The book commences with a metaphor which it then proceeds to systematically expose as just that and nothing more: a flighty fantasy of an imaginative term which seems like what it is supposed to mean, but in fact is nothing at all like it. It is a comparison that cannot stand to scrutiny. American, the authors set about proving, is far from the metaphorical “colorblind society” offering equal opportunities for everyone while guaranteeing success to no one.
Anti-Busing Movement as "Parental Involvement"
The anti-busing movement has been traditionally characterized as a political effort to control desegregation of schools by using buses to end unfair and inequitable education practices. The authors insist that it must be properly viewed through a metaphorical framework rather than a simple ideological one. Those opposed to busing and in support of continued segregation sought to counter the distinctly racist overtones of their beliefs creating metaphorical foundation in which anti-busing support became—through metaphor—an enactment of hands-on parental involvement in an effort to maintain control of a community by the people who actually lived there.
"Amateur Biology"
Racism springs from learned racial beliefs. And racial beliefs are in turn shaped and formed by ideological constructs. One of those constructs is that because people “look” different from each other based on the genetics of “racial features” then by extension they can be expected to act in different ways according to these genetics. Racism thus lives and breathes based on the metaphorical notion of being “an amateur biology” in which learned racial beliefs—no matter how scientifically invalid—are somehow ideologically sound. Conditioning makes this metaphorical “amateur biology” thus removed from “racism” because it is belief based on the apparently observable science of genetics.But genetics is not race; a fact that billions still have trouble wrapping their head around.
"The Teflon President"
To describe someone as being made of “Teflon” is to engage in metaphor the literal properties of that material: nothing sticks to it and instead just easily slides off. The authors take note of the widespread metaphorical application of being a “Teflon President” to Ronald Reagan. Reagan was able to not just escape unscathed from the various scandals of his administration, but even today he remains untouched by what history has proven to be dangerously misguided policies and agendas; most notably the ludicrous “trickle down” theory of economics.
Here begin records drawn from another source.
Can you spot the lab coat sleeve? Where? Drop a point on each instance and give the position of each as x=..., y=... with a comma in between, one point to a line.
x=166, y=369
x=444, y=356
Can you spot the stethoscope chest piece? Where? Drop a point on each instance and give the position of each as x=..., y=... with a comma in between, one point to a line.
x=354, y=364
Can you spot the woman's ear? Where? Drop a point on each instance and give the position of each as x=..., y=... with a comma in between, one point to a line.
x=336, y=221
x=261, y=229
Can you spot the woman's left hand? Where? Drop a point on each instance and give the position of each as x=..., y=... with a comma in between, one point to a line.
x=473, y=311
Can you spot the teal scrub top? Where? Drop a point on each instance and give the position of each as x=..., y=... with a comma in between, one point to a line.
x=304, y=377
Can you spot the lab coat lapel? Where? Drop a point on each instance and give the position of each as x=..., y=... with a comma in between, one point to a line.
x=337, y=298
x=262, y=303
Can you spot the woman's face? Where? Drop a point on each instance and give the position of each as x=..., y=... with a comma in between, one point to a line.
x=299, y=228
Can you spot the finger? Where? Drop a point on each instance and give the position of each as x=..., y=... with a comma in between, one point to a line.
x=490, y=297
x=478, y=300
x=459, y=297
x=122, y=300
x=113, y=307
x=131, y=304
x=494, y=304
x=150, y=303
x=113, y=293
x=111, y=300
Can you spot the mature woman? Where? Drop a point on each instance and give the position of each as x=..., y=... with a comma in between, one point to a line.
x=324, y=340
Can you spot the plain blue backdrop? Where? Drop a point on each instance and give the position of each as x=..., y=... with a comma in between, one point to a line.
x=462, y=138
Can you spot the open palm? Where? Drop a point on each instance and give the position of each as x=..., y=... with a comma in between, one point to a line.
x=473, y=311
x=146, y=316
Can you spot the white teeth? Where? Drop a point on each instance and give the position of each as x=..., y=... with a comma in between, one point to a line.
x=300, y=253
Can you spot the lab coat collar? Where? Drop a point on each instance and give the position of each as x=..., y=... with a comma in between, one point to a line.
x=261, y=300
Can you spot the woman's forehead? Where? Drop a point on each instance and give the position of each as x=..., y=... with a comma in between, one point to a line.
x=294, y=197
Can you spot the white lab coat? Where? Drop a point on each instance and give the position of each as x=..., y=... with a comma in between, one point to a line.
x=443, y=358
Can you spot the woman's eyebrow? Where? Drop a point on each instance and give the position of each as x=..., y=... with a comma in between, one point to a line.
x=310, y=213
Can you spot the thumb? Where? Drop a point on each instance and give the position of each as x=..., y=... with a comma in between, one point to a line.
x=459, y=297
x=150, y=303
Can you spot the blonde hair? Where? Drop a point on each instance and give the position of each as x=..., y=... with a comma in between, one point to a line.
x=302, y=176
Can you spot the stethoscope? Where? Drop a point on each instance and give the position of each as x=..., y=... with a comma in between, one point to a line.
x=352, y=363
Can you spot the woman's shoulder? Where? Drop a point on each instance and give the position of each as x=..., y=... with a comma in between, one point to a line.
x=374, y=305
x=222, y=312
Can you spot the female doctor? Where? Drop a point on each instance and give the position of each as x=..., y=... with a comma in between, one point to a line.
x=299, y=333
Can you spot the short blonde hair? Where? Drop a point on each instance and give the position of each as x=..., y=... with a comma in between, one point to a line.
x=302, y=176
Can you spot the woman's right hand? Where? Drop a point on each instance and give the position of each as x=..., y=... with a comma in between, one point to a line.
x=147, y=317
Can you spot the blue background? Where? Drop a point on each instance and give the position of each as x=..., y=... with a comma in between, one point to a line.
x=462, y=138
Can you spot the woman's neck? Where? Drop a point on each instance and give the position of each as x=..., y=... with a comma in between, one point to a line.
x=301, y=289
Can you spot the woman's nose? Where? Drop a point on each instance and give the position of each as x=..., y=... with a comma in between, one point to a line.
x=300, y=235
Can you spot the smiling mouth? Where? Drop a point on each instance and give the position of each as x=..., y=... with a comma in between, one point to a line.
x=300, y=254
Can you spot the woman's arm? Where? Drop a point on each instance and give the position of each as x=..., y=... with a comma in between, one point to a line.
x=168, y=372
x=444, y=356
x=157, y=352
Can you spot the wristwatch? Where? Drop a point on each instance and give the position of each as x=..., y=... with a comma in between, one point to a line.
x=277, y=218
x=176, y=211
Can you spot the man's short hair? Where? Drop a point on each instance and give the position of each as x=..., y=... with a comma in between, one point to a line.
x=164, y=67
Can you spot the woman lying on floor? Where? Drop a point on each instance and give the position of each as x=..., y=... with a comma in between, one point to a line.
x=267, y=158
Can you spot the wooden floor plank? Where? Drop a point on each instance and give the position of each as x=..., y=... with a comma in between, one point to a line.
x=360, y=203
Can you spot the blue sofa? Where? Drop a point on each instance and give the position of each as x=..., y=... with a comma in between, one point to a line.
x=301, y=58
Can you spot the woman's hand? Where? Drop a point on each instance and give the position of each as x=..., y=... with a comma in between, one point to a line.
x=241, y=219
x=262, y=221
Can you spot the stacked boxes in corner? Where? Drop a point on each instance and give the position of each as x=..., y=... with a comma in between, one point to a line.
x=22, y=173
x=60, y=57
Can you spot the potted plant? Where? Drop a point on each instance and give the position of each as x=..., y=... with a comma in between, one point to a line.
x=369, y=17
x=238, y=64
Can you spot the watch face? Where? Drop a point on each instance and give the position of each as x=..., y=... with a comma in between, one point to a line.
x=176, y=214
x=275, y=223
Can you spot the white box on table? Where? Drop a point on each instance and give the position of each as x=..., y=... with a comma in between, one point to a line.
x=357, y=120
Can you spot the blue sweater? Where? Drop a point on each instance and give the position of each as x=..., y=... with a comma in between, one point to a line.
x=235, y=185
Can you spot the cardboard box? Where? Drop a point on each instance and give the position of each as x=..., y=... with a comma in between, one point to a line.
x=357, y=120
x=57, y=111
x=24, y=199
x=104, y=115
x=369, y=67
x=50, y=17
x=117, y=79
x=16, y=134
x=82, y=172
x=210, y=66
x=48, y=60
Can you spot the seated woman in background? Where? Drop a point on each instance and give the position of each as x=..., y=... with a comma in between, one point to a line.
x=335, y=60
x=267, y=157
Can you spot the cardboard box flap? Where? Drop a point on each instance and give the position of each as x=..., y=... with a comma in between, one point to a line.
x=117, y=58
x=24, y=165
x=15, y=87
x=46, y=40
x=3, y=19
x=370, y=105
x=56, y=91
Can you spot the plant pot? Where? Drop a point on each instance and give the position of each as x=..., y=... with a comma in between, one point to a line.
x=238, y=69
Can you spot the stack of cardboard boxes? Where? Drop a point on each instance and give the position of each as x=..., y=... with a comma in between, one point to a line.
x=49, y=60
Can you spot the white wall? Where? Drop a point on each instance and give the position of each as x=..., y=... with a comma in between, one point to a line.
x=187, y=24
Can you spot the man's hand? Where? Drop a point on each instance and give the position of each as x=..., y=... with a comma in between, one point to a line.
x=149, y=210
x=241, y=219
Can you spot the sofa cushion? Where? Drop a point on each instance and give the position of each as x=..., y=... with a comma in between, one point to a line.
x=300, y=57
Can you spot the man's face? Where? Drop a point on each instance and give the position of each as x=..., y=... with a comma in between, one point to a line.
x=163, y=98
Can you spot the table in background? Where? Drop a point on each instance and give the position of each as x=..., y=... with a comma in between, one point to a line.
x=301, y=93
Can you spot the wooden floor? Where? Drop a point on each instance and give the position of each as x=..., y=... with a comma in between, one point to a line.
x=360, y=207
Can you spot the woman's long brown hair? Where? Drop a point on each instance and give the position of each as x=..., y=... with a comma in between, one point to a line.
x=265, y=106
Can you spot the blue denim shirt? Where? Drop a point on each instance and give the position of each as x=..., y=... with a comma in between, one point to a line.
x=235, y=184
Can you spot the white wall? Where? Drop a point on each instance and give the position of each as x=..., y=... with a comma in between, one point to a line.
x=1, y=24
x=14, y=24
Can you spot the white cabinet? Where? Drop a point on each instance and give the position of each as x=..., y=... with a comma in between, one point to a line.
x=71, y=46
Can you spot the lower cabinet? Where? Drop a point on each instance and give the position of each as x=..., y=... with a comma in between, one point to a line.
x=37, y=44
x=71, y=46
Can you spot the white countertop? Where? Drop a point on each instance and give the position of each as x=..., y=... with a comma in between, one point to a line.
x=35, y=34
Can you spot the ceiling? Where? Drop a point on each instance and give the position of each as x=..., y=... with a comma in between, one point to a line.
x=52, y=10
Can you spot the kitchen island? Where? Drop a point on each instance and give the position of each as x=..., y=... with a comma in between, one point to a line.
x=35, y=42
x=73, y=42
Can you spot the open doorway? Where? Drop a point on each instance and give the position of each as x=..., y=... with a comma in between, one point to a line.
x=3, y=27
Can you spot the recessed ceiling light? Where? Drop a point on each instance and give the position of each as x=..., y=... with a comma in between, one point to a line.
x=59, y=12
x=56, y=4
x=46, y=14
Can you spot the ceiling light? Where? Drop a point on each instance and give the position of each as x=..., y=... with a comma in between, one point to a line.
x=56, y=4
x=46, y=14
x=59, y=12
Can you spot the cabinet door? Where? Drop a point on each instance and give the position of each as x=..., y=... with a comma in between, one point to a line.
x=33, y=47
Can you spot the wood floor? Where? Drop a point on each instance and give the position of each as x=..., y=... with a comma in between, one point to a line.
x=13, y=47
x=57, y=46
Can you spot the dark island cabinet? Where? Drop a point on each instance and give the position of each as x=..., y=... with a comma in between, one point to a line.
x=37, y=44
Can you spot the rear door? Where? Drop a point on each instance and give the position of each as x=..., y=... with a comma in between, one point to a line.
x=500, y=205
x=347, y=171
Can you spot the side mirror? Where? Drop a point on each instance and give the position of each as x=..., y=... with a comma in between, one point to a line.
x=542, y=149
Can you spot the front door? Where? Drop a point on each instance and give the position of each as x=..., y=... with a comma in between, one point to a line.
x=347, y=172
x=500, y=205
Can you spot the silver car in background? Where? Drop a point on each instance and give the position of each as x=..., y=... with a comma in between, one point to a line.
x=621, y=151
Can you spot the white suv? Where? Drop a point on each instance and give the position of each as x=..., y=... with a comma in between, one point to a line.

The authors engage the metaphor of nothing bad sticking to Reagan because he was so personally likable to his policies on race, including how his trust in “voodoo economics” savaged the social welfare net which African-Americans depended upon just to survive the other distinctly unfair economic ideology at play.
"Children of God"
The question boils down to “what is race?” Nobody really knows—not even geneticists—but the founders of a New World that would eventually become the United States where racial formation has been a central and continuing problem knew. Or, at least, fervently believed they knew: race is a division between the “Children of God” and everybody else. Or, to put it more simply: those descended from white Europeans and those who are not.